January 31, 2018 Girls in the ninth year of elementary school receive better grades in mathematics and Czech language than boys. In anonymously graded tests, however, girls only achieve better results in Czech language, while in mathematics the boys outperform them on average by roughly the same margin.
Meanwhile, the variation in test results within each gender is far greater than the average differences between boys' and girls' results. Gender differences in academic results measured through tests are, in the literature, more often seen to reflect different influences in upbringing and social environments, rather than reflecting different innate dispositions among girls and boys.
When writing non-anonymous school reports for mathematics, teachers give girls better grades than reflect their actual results in anonymously assessed tests. On their reports, girls are given grades for mathematics that are on average 60 % better than their male peers who achieved the same anonymous test score. The gender differences we have found in academic results and grading are in line with the findings of most foreign studies.
Our analysis shows that the differences between boys' and girls' grades is not a result of differences in the way stress affects test results, nor a difference in pupils' liking for or aversion to the subject in question.

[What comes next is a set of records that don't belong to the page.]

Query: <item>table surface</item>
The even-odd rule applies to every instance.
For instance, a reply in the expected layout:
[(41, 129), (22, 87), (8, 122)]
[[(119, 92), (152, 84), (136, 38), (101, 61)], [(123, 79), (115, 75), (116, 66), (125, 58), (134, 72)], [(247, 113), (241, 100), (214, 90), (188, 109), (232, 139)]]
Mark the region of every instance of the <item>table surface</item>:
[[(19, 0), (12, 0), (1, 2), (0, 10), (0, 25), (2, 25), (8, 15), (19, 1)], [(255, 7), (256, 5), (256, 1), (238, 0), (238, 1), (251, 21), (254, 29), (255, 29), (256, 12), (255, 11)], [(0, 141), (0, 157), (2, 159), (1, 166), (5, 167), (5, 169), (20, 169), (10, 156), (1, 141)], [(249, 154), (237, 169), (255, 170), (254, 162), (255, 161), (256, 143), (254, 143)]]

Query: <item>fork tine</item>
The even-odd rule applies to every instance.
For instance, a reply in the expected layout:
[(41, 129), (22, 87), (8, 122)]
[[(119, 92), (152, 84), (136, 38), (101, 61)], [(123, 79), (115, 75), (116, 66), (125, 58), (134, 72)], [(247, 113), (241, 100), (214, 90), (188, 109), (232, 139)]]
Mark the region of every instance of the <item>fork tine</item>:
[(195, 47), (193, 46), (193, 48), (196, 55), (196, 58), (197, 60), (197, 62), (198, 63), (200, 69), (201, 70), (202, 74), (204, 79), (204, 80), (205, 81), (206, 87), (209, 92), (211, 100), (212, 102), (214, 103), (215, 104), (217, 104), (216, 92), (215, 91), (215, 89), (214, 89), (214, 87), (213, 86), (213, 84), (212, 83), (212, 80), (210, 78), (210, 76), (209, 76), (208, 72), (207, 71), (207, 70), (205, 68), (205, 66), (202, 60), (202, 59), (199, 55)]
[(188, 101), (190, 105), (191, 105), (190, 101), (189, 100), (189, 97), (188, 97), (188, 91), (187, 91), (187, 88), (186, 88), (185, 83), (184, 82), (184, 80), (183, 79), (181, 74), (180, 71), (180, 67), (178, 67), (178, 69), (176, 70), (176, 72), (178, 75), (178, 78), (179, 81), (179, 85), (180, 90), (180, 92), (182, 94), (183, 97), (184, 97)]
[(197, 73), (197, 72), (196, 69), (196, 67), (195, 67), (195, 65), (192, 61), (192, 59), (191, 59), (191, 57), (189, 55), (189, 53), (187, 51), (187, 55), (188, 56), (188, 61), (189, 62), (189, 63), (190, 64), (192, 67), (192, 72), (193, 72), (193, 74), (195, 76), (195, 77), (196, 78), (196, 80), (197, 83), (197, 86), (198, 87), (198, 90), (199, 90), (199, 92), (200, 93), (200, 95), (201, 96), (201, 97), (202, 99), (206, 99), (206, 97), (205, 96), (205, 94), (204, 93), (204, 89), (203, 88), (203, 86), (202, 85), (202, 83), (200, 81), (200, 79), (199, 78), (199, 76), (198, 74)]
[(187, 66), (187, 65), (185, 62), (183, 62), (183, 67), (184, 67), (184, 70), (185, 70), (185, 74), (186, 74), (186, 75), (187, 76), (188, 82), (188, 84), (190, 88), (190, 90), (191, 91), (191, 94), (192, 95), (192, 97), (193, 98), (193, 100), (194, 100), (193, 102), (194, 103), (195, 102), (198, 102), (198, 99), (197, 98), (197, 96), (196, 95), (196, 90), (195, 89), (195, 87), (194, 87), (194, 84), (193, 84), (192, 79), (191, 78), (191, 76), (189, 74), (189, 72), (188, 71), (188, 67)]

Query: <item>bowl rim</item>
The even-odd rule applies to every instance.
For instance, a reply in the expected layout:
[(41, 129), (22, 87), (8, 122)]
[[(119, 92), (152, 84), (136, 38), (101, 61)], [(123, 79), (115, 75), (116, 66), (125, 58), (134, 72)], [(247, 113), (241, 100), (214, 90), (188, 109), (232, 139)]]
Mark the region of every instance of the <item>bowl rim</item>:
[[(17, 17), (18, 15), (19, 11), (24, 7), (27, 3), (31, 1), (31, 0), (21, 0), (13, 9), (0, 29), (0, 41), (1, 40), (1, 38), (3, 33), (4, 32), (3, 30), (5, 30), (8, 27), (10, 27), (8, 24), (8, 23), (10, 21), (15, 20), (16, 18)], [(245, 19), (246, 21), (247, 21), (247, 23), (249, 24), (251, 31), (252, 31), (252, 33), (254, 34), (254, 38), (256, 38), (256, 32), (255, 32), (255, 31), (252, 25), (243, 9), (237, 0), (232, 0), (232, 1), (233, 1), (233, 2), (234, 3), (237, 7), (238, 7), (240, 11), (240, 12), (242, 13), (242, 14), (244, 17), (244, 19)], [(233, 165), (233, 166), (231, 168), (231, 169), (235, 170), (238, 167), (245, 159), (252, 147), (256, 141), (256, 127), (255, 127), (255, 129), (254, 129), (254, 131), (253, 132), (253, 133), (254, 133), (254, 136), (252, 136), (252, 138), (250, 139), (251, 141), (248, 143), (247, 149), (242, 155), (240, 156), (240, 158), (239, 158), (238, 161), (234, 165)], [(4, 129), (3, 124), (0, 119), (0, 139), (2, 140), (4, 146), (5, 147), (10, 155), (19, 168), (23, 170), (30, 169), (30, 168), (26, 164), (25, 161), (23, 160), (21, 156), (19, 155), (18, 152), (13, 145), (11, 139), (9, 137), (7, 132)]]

The likely cause of the difference in grades between girls and boys is that the grades are influenced by the pupils' socio-emotional skills.
Grades on school reports constitute an established means of feedback about each pupil's educational achievements and form one basis upon which aspirations and decisions regarding further study are taken. Biased grades and the incorrect interpretation they may lead to could affect the young people's further academic trajectory in undesirable ways.
Our findings raise a number of questions about suitable changes in how grades are given. One of the many possible changes to be considered is to allocate pupils grades on two separate scales, one of which would reflect only the academic results they have achieved and the second only their attitude to learning, without reference to their objective level of achievement.